S&P Affirms Thailand's Credit Rating at BBB+ with Stable Outlook
Thailand's economy projected to grow as tourism recovers and government investment strategies continue.
S&P Global Ratings has affirmed Thailand's credit rating at BBB+ and maintained a Stable Outlook, reflecting confidence in the resilience of the Thai economy, according to the Director-General of the Public Debt Management Office (PDMO), Patchara Anuntasirpa.
The credit rating agency forecasts the country's economy to grow by 2.3% in 2025 and 2.6% in 2026.
The average real GDP growth for Thailand is expected to be around 2.8% from 2025 to 2028.
S&P anticipates an increase in income per capita from US$7,500 to US$8,100 by 2025, partially due to a strengthening Thai Baht.
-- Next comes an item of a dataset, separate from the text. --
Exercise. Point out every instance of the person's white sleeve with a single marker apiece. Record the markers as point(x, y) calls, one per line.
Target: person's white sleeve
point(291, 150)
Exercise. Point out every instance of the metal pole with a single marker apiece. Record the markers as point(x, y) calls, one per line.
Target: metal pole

S&P characterizes the tourism sector as in a robust recovery, projecting it will be a key driver of economic growth in the coming years.
In 2024, the country is expected to host approximately 35.5 million foreign visitors, marking a 26% increase compared to the previous year.
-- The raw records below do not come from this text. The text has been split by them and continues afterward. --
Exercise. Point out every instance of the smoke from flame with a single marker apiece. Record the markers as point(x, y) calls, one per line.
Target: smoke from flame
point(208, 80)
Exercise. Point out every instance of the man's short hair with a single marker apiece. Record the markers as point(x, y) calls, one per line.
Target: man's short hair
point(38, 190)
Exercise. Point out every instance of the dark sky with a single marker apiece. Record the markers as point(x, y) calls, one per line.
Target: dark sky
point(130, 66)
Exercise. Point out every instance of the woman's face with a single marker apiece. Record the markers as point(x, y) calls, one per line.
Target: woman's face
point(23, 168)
Although growth may moderate to around 1.9% year-on-year in early 2025, government initiatives, including extended visa exemption periods, are expected to sustain tourist inflow.
Investment remains a strategic focus for the Thai government, particularly in the Eastern Economic Corridor (EEC) and transport infrastructure projects.
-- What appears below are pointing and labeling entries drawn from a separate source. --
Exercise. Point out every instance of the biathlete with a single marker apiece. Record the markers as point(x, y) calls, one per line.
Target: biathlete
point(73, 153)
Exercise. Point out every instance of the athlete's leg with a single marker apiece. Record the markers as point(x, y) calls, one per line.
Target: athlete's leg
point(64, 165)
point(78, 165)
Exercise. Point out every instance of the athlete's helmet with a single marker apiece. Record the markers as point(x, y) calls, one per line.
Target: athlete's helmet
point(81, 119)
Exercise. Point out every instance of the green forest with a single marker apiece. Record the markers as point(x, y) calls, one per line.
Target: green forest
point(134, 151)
The role of state-owned enterprises and Public-Private Partnerships (PPPs) is highlighted as essential in capital expenditure to enhance long-term competitiveness.
The agency predicts that the Net General Government Debt to GDP ratio will rise to 3.3% in 2025, attributing this to the government's ongoing deficit fiscal policy aimed at bolstering economic recovery.
Furthermore, around 157 billion baht from the Digital Wallet scheme may be allocated to potential investment projects aimed at stimulating the economy amidst global trade uncertainties.
Thailand’s current account surplus underpins its strong external finance position, with S&P projecting an average current account surplus of 1.6% from 2025 to 2028, supported by substantial international reserves.
S&P intends to closely monitor Thailand’s economic performance in relation to peer countries, trends in per capita income, and the pathway to achieving fiscal balance.
Political stability within the country is also a significant factor, affecting the predictability and continuity of economic policymaking.
Patchara Anuntasirpa stated that the PDMO will continue to coordinate closely with credit rating agencies, providing accurate and comprehensive information to maintain investor confidence.